Both DOMS and I are pretty well known on this board. Comparing us to Christian Taliban is kind of funny actually. Funny in a you really are retarded kind of way. another few posts like this and people will know not to take anything you say seriously. thats assuming it hasn't happened already.


----------



## DOMS (Jan 27, 2009)

danny81 said:


> Don't be so naive.  If entire America is ruled by these Christian Talibans, then we will be no different the Afghanistan.  Look at the attitute of Dom and Ravi (biochem).  Do you really thing there is joy and peace in their heart?  So far, I have only heard them talking about torturing and killing people.  Also look at the Dom's signature.  Wake up my, friend.




My signature?  That's from Gore Vidal.  I person a find very humorous.  Look at my location.  Do you really think I like, or want to live, in a van down by the river?  That's a quote from Chris Farely, another very humorous person.

I don't know what third-world country you're from, but I'm willing to be they have the concept of nuance there.  So the problem is all about you, Danny.


----------



## maniclion (Jan 27, 2009)

min0 lee said:


> I was being sarcastic. Anytime religion is brought up there's an argument, so there must be something wrong with it.
> 
> I don't belong to any religion.


There's nothing wrong with religion, it's man that is the problem.  We have waged wars to spread Democracy and to stop the spread of Communism, neither is a religion.  Our problem is our arrogance to think that there can only be one way.  Eventually we will have to learn to solve our differences the way we try to teach our children, or it will all come to an end.....all I ever want is for the religions to extol the positive virtues and leave the petty bickering behind.....


----------



## maxpro2 (Jan 27, 2009)

bio-chem said:


> well I have neither the time nor the inclination to watch a you tube video against Christianity I will say this. When Christ instituted the sacrament he explained it pretty clearly. how could there be confusion on this? if you don't accept it that is fine, but questioning an ordinance of remembrance? doesn't make sense to me



Give it a whirl, it raises some interesting points for a youtube video.


----------



## busyLivin (Jan 27, 2009)

I think Christianity is a good plan.  I whole-heartedly believe in Jesus as the son of God, but if I'm wrong.. what did I lose?  

I tried to live a moral life, treat people well, and believe I'm more than a random collection of cells.  I think what I do matters, that I'll see lost loved ones again & I don't fear death. I look forward to an afterlife with my family & my God. I care more about others, and more about myself.  

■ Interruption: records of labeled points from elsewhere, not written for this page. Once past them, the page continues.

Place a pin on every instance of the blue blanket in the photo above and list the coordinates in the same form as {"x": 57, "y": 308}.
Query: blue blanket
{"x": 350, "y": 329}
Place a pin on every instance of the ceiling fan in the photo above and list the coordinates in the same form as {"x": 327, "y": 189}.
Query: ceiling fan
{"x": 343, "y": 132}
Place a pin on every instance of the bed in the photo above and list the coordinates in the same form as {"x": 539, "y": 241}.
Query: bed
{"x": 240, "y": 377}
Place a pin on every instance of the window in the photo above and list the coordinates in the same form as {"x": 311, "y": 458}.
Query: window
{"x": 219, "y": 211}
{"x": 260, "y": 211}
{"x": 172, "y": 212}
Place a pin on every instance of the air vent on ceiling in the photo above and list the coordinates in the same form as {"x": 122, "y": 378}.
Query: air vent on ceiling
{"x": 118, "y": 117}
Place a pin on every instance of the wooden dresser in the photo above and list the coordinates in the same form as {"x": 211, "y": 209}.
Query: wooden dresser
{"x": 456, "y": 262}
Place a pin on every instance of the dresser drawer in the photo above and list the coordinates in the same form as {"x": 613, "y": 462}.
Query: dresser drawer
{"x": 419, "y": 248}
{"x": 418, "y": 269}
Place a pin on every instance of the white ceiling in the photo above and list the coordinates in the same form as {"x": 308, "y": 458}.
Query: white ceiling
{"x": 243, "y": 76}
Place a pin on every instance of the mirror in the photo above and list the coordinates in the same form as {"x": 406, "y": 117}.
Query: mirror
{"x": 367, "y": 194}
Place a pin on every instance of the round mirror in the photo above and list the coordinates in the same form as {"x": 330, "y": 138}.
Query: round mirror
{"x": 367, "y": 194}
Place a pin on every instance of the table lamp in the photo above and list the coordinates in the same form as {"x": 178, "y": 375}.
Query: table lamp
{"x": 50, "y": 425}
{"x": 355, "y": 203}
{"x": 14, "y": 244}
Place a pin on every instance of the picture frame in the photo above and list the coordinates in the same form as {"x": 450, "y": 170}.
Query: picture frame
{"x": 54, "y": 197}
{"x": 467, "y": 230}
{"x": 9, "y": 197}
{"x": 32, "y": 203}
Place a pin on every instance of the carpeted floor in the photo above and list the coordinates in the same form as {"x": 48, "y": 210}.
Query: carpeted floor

Seems like a good thing to me.. 

Men have distored it in the past, and still do today.. but that doesn't mean the message is bad.

And no Christian claims perfection.. Pointing out flaws or "un-Christian" attributes in a person's character doesn't disqualify them a Christian, it makes them human.  Christians try to live _like_ Christ.. we are not infallable like He is.


----------



## min0 lee (Jan 27, 2009)

I like this shirt.


----------



## Arnold (Jan 27, 2009)

min0 lee said:


> I was being sarcastic. Anytime religion is brought up there's an argument, *so there must be something wrong with it.*



there is A LOT wrong with it/them (IMO), which is why I stay away from all organized religions.


----------



## Chubby (Jan 27, 2009)

After all these heated discussion, what did we learn from this topic?
Does god exist?
Yes, but it is only an image that exists in the peoples' imagination.

How did it exist?
It was created by human mind.

Can you prove that god doesn't exist?  
The fact that it doesn't exist is the proof that it doesn't exist.

Can christians prove that god exists?
No, you can't give physical proof of things that only exist in peoples' imagination.

Why do christians believe in god?
They are presured to believe in god by using tactics like: "If you don't believe in god you will go to hell.  If you believe in god, you will go to heaven."

How about all those teaching of god?
Those teaching were made up by some one to give desperate people of the time to give a false hope.

How come so many people still believe in god today?
Lies have  already been repeated thousand times.  Now it has become the truth for them.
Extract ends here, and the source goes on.